The techniques observed in all of them are quite similar. Basically they used the thermic alteration or firesetting (Mohen 1992, Craddock 1995, Eiroa et al. 1996, Timberlake 2003). This consists of applying fire to the rock and then pouring water over it: the rapid changes of temperature will cause cracks within the rocks that can be totally broken with the help of mauls and picks. Then the useful masses were selected, crushed and transported to the production centre that could be in the surrounding area (Mitterberg) or far away (Rudna Glava).

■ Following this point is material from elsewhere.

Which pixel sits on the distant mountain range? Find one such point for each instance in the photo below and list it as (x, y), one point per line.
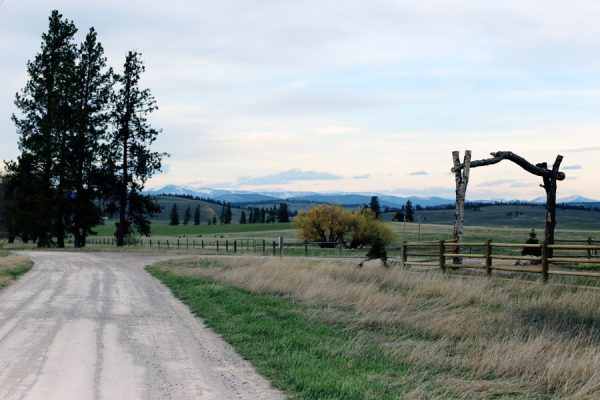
(242, 196)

The mines were exploited in extremely efficient and clever ways, according to the technology available (Jovanovic 1980, Craddock 1995, Timberlake 2003). The entire convenient mineral was collected and the abandon shafts carefully refilled with gangue and rocks (Mohen 1992; 85). For example, at Mount Gabriel, it was estimated that they extracted the astonishing number of 32,570.15 tonnes (35,902.44 tons) of rock, gangue and ore. The usable amount of copper was 162.85 tonnes and the final smelting finished metal was 146.56 tonnes (Jackson 1980; 24). The entire process was thoroughly described in 1744 by Lewis Morris, Crown Mineral Agent for Cardiganshire, and, incidentally, antiquarian (Timberlake, 2003, 22):

Their method seems to be this. They make a great fire of wood in the bottom of their rakes which were always open up on that account, and when the rock was sufficiently hot they cast water upon it, which shiver’d it; and then with stone wedges, which they drove in with other stones, they work’d their way through the hardest rocks, tho’ but slowly.

The tools employed are mainly presented in Lewis' observations, but other ones have been recovered in archaeological context:

Society

The information available about the people of the Copper Age has not substantially increased along with the number of archaeological sites. Several ideas have been proffered, one of the most followed is that the metal itself did not bring abrupt transformation into the people's life (Cunliffe 1998) or even more that ‘early copper does not produce anything useful at all’ (Renfrew 1986, 146), meaning with this that with the copper, they produced mainly jewellery and, overall, weapons that obviously were not within reach of the majority of the population but only to privileged individuals. In other words, the real importance of the metal is not utilitarian but social. This is a suitable explanation about the rising of Great Cultures of Metal such as Vinča culture (Ex-Yugoslavia) Tiszapolgar and Unetice culture (Central Europe), Remedello and Rinaldone (Italy), Montagne Noire (France), El Argar and Targas (Spain), etc.

Male tomb of Varna (Bulgaria). 5th millennium BC.

As the period moved forward, especially around the 3rd millennium, new and complex realities would appear strongly linked to the metal, like the impressive fortified villages of Los Millares (Spain), Vila Nova de Sao Pedro (Portugal) or the more modest cairn next to Copa Hill (United Kingdom) apparently destinated to control the centres of extraction, or the equally stunning and generalized cultural phenomenons of Megalithism, Rock Art, Bell Beakers Vessels… that are known from Scandinavia to the South of Spain and from Scotland to Turkey.